To start at the beginning...'the cat' as we shall call her for now arrived in our garden half starved and shivering in the worst snow that I believe northern Ireland has seen in twenty five years so you'll understand why 'we' (word used loosely) felt compelled to invite it into our home, feed it, buy it cat litter, give it a blanket and treat it like a little princess. I say that 'we' weren't entirely impressed as I'm already visualising the madness that bringing another baby into the world will cause therefore the thought of becoming surrogate mammy to a kitten wasn't exciting me! I actually do like cats but the timing just wasn't quite right! Anyway...I didn't really get a say (even though it's my house) because the children fell in love with it therefore I had to begrudgingly accept my utility room was going to be doubling up as a cattery for the forseeable future!

As for Aine (mad four year old) she is completely obsessed by the cat and spends all her time pulling it and poking it and trying to manoevre it into all sorts of obscure positions with the result that the poor animal favours the back of our televsion unit as a hidey hole as opposed to the utility room whilst everyone else in the house wanders around with their hands in the air saying 'leave the feckin cat alone' with varying degrees of meance in their tones depending on the time of day, how many times the incident has occured before and how innocent the pigtailed culprit tries to look whilst trying to blame everyone else!

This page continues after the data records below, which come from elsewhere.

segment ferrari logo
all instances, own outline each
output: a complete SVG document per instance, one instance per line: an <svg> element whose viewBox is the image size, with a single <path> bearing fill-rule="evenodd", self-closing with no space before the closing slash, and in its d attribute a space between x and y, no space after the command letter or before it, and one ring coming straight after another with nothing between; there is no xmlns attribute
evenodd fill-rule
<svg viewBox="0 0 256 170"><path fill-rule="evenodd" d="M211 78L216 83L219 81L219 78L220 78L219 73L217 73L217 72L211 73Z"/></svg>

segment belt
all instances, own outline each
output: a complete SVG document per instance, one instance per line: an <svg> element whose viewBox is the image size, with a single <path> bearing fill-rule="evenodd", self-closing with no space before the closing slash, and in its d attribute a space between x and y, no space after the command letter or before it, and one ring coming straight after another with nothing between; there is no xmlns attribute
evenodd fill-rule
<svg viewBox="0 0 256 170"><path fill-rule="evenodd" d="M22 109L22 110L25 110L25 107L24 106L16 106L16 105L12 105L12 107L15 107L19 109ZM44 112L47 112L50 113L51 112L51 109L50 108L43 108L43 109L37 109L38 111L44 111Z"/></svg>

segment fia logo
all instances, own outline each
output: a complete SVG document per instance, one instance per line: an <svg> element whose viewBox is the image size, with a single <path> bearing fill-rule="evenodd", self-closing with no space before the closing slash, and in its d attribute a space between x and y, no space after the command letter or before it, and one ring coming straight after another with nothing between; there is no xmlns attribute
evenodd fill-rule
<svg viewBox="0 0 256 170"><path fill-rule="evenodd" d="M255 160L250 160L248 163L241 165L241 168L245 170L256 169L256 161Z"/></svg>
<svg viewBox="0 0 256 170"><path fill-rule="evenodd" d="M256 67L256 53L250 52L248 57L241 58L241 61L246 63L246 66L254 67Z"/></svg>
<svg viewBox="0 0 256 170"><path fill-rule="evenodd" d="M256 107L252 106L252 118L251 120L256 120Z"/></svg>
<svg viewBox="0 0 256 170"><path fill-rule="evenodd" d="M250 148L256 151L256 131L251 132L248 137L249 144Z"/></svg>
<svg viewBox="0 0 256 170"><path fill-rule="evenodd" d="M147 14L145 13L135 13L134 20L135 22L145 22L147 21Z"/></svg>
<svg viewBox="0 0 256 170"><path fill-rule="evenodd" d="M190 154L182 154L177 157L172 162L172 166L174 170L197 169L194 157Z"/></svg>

And the best part is that (as you can plainly see) the cat is predominantly black yet my children have seen fit to call it Snowy...because it arrived in the snow Mammy duuuuhhhhhh.....

Our furry friend has become quite an established member of the household at this stage but unfortunately is still going to have to go elsewhere! On second thoughts, though, perhaps we should keep her as she seems to be bringing us a certain degree of luck as since she came to us several little windfalls have come our way so perhaps it is true what they say...a black cat crossing your path is lucky or in our case snowy!!